Hi Guosheng,
short answer: The Pythonic way is not using NumProcs anymore. Whatever you do in the NumProc::Do() working function, you can do in a Python function. The old PDE class contains a list of NumProcs, which are processed in order. This is not needed anymore, since the program-flow is now steered from Python. As you mentioned myassemble, this can be done perfectly from Python.
It makes sense to register FESpaces from C++ and access them in Python. Here a lot of functionality is programmed in C++, and there is a small common interface. The same holds for preconditioners.

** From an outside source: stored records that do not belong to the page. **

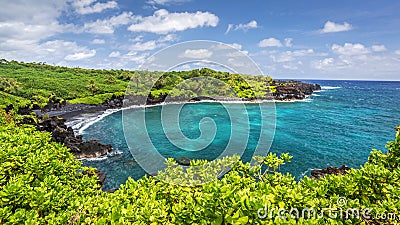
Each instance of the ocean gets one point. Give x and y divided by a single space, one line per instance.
339 125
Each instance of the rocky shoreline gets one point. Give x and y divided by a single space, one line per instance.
56 113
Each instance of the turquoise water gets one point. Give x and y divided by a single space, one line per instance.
339 125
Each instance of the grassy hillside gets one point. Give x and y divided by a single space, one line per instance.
40 82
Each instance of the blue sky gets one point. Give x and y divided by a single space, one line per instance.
287 39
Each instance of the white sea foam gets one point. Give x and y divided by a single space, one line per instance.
329 87
80 123
104 157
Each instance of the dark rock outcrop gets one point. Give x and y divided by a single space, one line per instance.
62 134
330 170
101 177
183 161
293 90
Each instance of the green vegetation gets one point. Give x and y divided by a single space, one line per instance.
41 183
36 83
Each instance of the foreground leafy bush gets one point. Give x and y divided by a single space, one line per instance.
41 183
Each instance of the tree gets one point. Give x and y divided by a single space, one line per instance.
92 86
8 85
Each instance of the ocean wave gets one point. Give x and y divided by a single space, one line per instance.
104 157
82 122
329 87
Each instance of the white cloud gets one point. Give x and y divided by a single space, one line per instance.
166 2
378 48
56 51
270 42
332 27
21 22
289 56
350 49
323 63
98 41
91 6
114 54
163 22
107 26
288 42
244 27
80 55
197 53
168 38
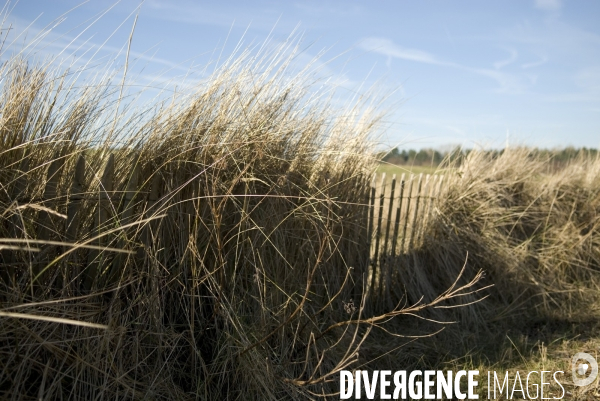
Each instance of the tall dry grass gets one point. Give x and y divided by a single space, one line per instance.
210 246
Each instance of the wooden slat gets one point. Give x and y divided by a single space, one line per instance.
378 235
427 207
407 212
395 238
415 214
385 265
371 220
76 197
419 224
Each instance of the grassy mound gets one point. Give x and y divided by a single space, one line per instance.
215 245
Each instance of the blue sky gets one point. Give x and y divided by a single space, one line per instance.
473 73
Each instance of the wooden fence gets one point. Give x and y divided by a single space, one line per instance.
399 211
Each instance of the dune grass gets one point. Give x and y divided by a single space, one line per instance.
224 255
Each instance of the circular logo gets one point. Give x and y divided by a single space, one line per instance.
581 369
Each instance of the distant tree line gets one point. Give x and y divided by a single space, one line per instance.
433 157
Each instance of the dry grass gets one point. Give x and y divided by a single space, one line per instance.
213 246
229 258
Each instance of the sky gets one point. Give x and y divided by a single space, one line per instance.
470 73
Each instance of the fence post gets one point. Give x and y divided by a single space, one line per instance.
385 258
414 220
407 213
371 211
376 278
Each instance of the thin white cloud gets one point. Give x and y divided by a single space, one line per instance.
388 48
508 83
548 5
511 59
537 63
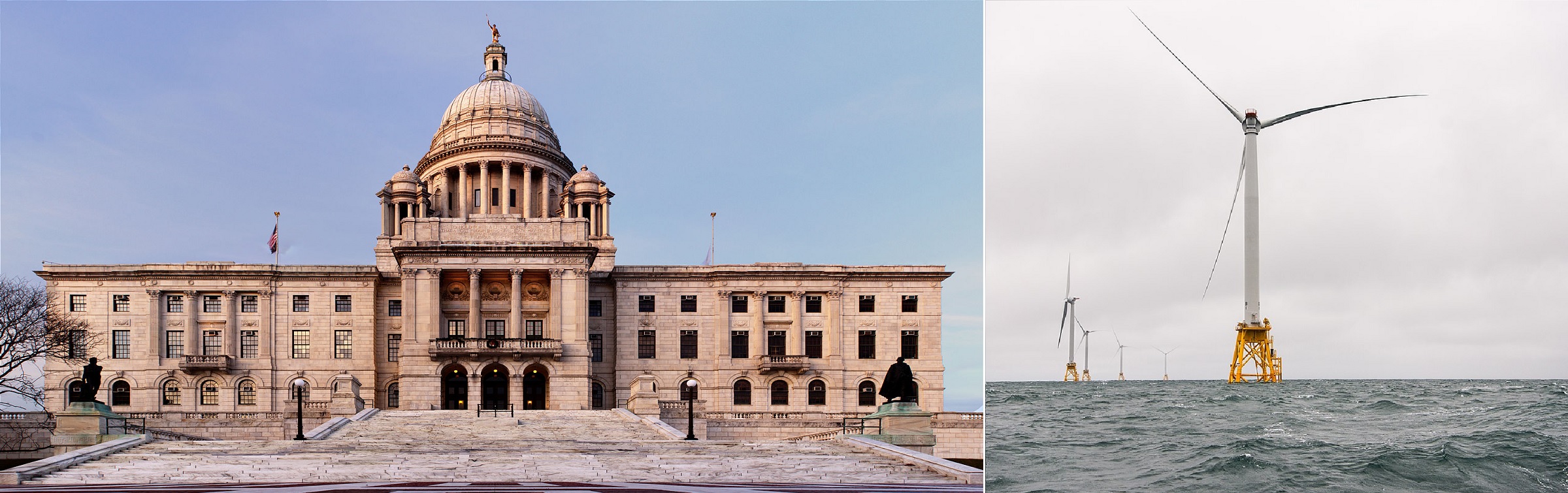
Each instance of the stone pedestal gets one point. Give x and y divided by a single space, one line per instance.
906 424
84 424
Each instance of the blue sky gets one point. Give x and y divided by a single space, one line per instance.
841 132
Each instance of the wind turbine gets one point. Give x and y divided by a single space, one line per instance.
1120 357
1167 362
1253 359
1068 312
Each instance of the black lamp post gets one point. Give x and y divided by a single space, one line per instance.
691 409
300 398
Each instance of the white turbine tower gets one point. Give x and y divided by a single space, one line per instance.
1253 359
1068 312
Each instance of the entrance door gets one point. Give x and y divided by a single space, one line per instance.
453 387
493 387
535 383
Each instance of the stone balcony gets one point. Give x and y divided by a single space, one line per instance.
197 364
496 348
796 364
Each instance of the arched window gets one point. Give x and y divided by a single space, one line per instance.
742 392
209 393
817 393
780 393
171 393
868 393
247 393
120 393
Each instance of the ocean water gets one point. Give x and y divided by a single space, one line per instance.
1298 436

Specific LinearForm/BilinearForm-integrators from C++ should not be needed anymore, one should be able to define the form using SymbolicBFI/SymbolicLFI.
Of course, it will be important also in future to export C++ functions to Python, to perform some specific functionality more efficient and in parallel. Here you have to Python-wrap some functions (or also classes).
Practically, for the transition time from old PDE-style to new Python-style, we also wrapped NumProcs to Python, such that existing NumProcs could be used. See the example of the "BVP" numproc (file solve/bvp.cpp). Here we exported a creator-function (line 789) to create a NumProcBVP from Python.
See also mylittlengsolve/python/myngspy.cpp showing how to write extensions in extra shared libraries (comment: I just updated from boost::python to pybind11, needs some more testing).
Hope this explains the ideas, if there are particular questions left, let us know.
Best, Joachim